In [None]:
!pip install plotly
!pip install spotipy

# Data 101: Choosing your next festival w/ Data

Today we will be looking at a simple end to end pipeline for extracting, transforming and analyzing data. Our starting point are summer festivals. We will leverage Spotify's API to extract **audio features** from the top tracks of headliners across 25 different European festivals in 2022.

Our work will be divided in 3 steps:

1. **Data Extraction**: loading the festival headliner data & connecting to the Spotify API;
1. **Data Mashing**: use our extracted data to characterize each festival according to the musical characteristics of featured artists;
1. **Data Analysis**: visualize our dataset and use ML to choose a festival according to our favorite artists!

**Data Sources**
1. Festival Headliners: https://www.festicket.com/magazine/discover/top-20-music-festivals-Europe/
1. Spotify API: https://developer.spotify.com/documentation/web-api/

# Data Extraction

In this step we will load our festival headliner data and use it to extract **audio features** from each artists Top 10 tracks using the Spotify API.
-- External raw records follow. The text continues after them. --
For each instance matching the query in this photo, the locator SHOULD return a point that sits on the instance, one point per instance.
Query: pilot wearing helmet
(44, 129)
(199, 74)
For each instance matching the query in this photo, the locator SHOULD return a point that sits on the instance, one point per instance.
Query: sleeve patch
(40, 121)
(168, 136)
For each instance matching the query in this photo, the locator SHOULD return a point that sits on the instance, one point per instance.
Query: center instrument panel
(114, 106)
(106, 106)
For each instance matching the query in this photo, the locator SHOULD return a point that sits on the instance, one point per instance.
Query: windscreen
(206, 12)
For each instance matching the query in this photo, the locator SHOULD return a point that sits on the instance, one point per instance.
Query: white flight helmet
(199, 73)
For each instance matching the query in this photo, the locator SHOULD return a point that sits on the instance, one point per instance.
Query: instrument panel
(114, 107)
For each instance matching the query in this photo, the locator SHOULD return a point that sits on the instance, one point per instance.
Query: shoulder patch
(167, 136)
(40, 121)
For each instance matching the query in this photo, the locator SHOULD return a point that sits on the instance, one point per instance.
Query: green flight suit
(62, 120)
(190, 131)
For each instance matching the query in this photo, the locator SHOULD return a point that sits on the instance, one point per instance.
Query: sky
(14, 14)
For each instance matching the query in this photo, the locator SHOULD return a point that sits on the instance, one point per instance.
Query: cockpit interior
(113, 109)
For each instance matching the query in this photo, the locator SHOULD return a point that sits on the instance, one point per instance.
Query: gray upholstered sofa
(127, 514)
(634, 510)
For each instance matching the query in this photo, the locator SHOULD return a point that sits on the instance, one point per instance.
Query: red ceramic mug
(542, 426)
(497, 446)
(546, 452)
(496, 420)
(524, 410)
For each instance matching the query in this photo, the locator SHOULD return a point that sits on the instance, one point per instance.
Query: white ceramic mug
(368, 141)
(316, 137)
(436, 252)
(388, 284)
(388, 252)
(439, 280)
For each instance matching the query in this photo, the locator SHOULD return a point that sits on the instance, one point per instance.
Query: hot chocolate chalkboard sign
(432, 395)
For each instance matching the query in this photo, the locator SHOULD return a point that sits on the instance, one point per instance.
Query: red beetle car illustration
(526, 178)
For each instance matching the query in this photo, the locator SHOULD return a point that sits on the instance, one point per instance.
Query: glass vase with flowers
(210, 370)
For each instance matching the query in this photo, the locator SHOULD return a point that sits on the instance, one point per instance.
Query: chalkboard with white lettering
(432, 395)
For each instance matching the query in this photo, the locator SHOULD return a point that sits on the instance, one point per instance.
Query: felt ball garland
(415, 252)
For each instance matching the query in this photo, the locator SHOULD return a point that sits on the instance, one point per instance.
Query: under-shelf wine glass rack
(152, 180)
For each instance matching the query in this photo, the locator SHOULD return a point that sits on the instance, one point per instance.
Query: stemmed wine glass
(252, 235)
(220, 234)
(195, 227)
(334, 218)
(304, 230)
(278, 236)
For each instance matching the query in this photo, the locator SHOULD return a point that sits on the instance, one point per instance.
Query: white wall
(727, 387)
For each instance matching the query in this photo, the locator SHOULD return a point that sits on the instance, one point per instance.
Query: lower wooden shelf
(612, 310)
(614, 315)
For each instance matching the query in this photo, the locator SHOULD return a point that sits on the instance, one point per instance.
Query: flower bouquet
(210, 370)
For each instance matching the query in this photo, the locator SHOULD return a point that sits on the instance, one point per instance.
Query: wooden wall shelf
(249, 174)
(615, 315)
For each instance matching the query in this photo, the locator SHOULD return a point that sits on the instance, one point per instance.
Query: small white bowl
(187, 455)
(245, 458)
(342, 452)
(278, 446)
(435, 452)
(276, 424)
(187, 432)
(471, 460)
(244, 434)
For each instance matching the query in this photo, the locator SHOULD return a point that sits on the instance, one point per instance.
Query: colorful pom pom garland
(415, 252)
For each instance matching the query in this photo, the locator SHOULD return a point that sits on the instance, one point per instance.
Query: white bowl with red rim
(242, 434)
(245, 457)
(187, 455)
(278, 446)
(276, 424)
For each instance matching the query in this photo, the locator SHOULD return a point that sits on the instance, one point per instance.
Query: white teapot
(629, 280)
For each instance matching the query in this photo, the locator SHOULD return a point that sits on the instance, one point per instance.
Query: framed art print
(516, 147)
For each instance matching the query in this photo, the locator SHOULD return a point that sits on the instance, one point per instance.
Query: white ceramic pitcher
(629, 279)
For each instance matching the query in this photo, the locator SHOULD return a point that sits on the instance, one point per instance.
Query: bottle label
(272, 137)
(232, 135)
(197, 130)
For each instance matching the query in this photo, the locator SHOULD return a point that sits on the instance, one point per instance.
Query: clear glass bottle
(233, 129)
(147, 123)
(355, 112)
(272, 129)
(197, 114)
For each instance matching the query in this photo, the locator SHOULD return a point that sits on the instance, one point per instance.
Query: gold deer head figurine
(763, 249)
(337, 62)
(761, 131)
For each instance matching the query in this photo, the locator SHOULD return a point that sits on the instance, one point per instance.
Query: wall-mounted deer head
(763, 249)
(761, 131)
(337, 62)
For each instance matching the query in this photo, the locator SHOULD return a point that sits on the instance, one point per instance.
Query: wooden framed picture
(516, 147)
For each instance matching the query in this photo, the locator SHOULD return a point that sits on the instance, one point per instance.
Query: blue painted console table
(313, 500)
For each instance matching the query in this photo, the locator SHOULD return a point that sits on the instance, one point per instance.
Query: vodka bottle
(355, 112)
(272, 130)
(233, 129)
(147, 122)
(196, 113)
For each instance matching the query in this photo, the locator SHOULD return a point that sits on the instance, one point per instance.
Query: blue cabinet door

## Festival/Headliner Table
Let's start loading our festival table. This data was manually scraped from *Festicket's* list of top 20 festivals in Europe for 2022. You can find the extracted data inside Google Sheets:

https://docs.google.com/spreadsheets/d/1aUiwstZKEENiw3KAT1CCCXcji1iLWdCL_HwngvLxzJc/edit?usp=sharing

We will use Pandas, a Python library for representing and manipulating tabular data, to load our spreadsheet.

In [None]:
import pandas as pd


We can use a simple renaming trick to read a Google Sheet's spreadsheet through it's sharing URL:

In [None]:
def read_from_gsheets(spreadsheet_link):
    """
    Transform Google Sheets URL into a CSV file
    """
    working_spreadsheet = spreadsheet_link.replace(
        "/edit?usp=sharing", "/export?format=csv"
    )

    return pd.read_csv(working_spreadsheet)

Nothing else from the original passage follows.